Tuesday, October 1, 2013

Glow Regatta Caps Midwest District Season



There are a lot of things you can control about a regatta: advertise your upcoming event plenty early, line up race committee members, arrange for registration, organize food and trophies. The one thing we all know that you can’t organize is the wind.

For our seventh annual Glow we have become a well-oiled machine: registration, t-shirt orders, race committee, it was all working flawlessly. Then came the weather to mess us up. All week we’d been watching NOAA predictions. There was a gust line on Saturday that had me worried on Tuesday. I was sure by Wednesday it would be gone. Wrong. It was there and growing stronger. Same thing Thursday. By Friday I couldn’t even look.

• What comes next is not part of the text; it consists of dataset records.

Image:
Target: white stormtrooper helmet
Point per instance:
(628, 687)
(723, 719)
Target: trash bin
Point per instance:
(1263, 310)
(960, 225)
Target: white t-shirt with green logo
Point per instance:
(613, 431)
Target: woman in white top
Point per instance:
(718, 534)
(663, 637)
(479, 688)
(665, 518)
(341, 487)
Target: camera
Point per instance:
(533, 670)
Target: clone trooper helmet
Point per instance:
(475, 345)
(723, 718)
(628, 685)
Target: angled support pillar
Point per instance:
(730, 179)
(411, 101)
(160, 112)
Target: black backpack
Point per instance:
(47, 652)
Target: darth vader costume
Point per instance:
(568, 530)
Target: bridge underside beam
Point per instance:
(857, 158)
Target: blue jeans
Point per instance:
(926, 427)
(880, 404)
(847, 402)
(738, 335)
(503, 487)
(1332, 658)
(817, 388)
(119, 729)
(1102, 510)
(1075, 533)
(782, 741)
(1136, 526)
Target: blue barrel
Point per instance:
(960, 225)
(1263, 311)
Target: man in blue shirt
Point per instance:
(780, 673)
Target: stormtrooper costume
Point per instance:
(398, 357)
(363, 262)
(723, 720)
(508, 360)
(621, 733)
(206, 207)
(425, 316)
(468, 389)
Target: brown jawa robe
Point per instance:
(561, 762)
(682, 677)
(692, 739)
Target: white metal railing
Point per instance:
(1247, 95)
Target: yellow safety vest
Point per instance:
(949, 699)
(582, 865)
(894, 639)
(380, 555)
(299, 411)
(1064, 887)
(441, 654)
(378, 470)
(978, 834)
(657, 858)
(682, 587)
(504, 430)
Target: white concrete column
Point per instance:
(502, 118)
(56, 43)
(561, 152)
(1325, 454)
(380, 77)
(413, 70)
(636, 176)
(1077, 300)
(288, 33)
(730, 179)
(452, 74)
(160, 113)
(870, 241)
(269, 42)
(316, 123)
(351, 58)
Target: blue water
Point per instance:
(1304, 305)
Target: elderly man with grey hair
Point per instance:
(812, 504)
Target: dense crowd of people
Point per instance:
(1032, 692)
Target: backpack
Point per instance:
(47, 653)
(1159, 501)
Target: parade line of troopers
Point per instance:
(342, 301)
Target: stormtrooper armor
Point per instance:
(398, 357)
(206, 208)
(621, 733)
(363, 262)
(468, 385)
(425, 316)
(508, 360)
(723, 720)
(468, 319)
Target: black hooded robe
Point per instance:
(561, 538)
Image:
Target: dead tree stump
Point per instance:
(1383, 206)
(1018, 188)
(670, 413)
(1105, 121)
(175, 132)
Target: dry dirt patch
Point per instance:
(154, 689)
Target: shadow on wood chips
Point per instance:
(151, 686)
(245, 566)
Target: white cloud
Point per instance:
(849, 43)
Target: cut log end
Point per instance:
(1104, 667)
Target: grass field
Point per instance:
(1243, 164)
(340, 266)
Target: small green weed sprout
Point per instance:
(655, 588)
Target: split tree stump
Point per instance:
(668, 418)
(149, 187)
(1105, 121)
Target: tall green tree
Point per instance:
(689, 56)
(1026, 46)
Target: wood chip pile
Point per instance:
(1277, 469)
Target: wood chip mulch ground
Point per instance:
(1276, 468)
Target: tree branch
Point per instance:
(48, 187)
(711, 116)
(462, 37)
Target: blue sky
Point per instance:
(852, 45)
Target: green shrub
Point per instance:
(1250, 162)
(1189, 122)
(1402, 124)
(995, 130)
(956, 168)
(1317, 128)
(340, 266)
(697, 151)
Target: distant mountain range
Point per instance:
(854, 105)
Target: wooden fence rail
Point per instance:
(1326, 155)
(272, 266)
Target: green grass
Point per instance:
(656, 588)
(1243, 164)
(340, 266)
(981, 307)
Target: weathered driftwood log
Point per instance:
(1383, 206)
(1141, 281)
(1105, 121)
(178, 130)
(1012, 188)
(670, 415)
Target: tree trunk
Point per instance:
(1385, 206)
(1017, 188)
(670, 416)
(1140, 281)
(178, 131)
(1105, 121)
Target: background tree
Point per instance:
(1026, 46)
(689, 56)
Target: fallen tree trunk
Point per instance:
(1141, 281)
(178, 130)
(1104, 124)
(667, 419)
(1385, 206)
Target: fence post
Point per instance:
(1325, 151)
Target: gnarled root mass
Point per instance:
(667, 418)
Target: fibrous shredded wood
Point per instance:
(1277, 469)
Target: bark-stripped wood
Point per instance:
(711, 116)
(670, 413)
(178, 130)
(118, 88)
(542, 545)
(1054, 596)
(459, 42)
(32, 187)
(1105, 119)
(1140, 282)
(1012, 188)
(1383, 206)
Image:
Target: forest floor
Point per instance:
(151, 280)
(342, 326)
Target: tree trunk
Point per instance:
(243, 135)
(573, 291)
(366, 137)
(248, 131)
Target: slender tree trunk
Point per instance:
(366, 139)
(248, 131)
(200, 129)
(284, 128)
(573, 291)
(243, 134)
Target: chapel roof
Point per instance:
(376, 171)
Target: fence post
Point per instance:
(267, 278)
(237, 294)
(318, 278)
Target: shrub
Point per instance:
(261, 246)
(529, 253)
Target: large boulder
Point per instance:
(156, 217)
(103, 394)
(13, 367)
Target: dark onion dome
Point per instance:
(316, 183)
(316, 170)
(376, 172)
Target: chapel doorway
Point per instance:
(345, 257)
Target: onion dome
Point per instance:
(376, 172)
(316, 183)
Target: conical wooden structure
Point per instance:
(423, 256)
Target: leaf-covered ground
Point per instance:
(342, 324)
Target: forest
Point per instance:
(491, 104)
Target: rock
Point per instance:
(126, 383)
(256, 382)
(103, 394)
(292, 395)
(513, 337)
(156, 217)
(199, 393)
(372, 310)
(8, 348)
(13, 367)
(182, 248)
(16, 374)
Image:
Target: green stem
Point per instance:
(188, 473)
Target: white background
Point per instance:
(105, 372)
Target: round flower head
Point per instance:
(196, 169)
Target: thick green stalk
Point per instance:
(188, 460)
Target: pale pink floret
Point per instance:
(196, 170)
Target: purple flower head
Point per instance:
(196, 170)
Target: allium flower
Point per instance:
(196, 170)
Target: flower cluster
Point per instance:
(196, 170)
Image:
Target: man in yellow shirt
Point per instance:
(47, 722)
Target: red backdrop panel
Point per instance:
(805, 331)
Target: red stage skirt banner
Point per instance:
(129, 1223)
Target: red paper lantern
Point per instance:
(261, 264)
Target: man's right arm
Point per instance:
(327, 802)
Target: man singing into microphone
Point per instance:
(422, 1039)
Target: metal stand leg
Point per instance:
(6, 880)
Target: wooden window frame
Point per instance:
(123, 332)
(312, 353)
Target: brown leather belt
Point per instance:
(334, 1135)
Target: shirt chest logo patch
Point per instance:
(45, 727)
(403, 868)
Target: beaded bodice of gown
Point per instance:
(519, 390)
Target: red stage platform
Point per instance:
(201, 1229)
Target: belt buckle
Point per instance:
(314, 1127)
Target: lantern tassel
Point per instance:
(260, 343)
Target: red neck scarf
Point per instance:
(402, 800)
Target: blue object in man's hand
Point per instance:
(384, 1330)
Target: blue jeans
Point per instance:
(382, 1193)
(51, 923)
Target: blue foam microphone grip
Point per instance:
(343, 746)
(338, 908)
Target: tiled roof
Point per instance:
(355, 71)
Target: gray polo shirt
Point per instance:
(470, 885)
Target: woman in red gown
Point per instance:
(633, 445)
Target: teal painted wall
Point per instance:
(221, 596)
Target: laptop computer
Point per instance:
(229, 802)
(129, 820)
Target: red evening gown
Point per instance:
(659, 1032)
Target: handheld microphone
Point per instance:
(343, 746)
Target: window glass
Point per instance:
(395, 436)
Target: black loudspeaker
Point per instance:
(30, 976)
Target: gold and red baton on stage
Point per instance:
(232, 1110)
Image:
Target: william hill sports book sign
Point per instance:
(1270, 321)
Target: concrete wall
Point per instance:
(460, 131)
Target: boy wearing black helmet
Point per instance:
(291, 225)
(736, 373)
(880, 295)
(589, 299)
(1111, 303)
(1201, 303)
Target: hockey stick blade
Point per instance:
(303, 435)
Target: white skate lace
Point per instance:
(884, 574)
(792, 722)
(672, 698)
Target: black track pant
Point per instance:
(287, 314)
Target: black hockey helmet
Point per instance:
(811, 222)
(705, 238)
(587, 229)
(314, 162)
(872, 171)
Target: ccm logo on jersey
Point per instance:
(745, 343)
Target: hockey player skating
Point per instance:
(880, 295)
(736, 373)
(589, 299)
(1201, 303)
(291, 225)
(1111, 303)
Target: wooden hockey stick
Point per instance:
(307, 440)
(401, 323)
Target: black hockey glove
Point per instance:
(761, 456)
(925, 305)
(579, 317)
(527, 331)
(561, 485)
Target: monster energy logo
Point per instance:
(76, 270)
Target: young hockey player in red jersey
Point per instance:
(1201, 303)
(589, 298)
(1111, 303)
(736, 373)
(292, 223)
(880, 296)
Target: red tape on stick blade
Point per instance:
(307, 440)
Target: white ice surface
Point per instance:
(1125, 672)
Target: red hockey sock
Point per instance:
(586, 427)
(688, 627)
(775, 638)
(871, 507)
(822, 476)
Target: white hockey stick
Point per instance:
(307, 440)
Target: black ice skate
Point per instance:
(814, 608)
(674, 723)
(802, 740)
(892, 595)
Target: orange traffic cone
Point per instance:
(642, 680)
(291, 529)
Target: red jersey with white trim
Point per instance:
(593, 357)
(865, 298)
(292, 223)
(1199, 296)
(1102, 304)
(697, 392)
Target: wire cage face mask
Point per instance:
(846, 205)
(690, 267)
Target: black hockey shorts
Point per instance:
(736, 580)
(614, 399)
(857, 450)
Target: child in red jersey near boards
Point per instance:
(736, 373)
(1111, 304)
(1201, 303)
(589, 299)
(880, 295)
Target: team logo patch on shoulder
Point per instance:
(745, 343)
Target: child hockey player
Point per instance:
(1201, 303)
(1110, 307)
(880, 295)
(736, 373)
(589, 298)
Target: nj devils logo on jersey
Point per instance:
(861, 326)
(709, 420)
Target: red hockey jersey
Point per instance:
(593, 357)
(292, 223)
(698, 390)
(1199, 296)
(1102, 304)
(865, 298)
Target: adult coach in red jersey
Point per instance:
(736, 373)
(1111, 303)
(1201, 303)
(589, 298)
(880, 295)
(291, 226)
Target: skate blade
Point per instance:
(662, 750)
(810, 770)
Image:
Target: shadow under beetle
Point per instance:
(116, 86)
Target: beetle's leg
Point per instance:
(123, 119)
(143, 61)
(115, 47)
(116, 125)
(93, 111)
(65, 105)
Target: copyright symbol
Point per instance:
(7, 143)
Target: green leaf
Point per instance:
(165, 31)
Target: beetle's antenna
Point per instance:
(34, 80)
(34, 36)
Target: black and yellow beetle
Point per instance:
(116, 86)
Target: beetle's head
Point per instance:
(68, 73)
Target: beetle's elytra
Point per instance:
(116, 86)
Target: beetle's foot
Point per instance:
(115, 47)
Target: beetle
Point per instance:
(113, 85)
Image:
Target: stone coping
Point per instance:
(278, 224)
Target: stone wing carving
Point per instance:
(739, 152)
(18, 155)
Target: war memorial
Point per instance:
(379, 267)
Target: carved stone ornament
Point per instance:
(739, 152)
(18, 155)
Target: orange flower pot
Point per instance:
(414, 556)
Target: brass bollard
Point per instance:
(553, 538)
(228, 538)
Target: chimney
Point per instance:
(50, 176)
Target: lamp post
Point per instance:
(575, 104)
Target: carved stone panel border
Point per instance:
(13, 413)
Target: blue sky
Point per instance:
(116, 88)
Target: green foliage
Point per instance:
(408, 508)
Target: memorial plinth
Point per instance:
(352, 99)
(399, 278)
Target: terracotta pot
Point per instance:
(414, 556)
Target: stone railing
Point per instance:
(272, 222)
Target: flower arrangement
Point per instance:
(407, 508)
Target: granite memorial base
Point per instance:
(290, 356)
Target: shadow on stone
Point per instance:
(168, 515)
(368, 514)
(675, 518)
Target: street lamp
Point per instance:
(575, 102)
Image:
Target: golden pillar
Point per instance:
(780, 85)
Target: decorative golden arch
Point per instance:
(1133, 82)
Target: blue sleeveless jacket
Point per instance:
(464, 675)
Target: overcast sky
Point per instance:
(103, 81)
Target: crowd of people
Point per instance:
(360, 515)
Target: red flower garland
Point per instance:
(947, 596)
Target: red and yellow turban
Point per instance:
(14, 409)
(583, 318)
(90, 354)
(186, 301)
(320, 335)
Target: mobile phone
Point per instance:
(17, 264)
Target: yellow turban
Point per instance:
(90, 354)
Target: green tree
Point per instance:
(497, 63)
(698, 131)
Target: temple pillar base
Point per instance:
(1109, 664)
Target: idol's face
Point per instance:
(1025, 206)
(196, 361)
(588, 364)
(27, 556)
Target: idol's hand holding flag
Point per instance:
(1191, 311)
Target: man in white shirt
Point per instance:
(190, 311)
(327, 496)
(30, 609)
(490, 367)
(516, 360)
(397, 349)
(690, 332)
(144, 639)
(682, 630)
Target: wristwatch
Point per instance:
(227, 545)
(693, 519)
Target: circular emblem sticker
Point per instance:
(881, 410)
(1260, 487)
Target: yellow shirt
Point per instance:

What can you do? You host a regatta and you wait and hope the weather will cooperate. Saturday dawned calm. I knew that could be misleading, but I was privately hopeful. Even by the skippers’ meeting at 10 a.m. it didn’t seem too bad. There were no whitecaps, after all. When we launched an hour later, however, conditions were looking decidedly less calm. Seasoned sailors were looping and spinning on their way to the course. We headed out and looped and spun ourselves.

Happily, the race committee saw the situation and, instead of starting a race, sent everyone in. Luckily no one capsized but there were some close calls.

In the end the only capsize was later in the evening, after dinner, when a picnic table overbalanced, sending a couple sailors overboard! Hardly any alcohol was involved, honest!

After all the boats came in and were pulled out we sat and watched in wonder as the wind grew and grew. There was talk of gusts to 32 or 38 mph. This was a rare instance where not a soul grumbled about the race committee’s call … probably because we’d all been out and experienced those gusts! 

Here are all the chairs toppled by the wind


A few sailors went into Clinton to experience the Apple and Pork Festival (it’s a Midwest thing, I think), but most people hung around at the club and visited. We had a volleyball net, but the ground was like cement since it had been so dry, so I didn’t even pull it out…note to self, we need one of those bean bag toss games… The beer, courtesy of Deb and Luther Torgerson, of Madison, WI, held up all day, though. 

Camp Torgerson!


We moved up our dinner schedule because of the threat of rain. After our steak cookout, followed by brownies and cookies and more beer we all sat by the bonfire and decked ourselves out in glow sticks. No sailing, but so far, a good regatta even so. 



Luckily the rain held off until the middle of the night. At least one tent was flooded but I think everyone else stayed fairly dry. The morning dawned clear and cooler and the wind was, as Goldilocks would say, just right. Not too big, not too small.

After a hot breakfast cooked over the fire by Ken Johnson and his trusty sous chefs Chris Tesdal, Jamie Cash, and Maria Benner, we all headed to the course. We had one minor setback at the ramp when Henry Schultz’s Prius got stuck in the gravel. Luckily that car is so light we just pushed it right out and used a four-wheel drive to pull his trailer. Then we were in business!!

Even though our cutoff was noon, we fit in three, good-length, windward-leeward, twice-around races in about 10 mph wind, which I think was enough for everyone to feel as if they’d really been sailing. The wind was shifty enough that fleet positions changed frequently, which was both frustrating and exhilarating, of course. 



In the end, Ryan Malmgren and Stacey Rieu, sailing Rick’s Café Américain, sailed strong and consistently, followed closely by Harry and Carrie Carpenter, sailing Eva, a new boat he delivered to Frank and Marianne Gerry at the regatta. 

Here are Harry, Ryan and Frank at Frank's new boat, Eva

Randy Adolphs and his son, Dave, sailing Into the Mystic, had a strong regatta, finishing third. Ben Williams and Deb Aronson finished fourth and Frank and Marianne Gerry finished fifth.

This year trophies were neon-colored towels, embroidered with contrasting, neon thread.

In a new Glow tradition, we offered hamburgers for lunch. Considering how fast everyone stopped what they were doing and came to eat, I realize we should have started doing that years ago, rather than having everyone hit the road hungry. So, another note to self, buy more hamburgers next year!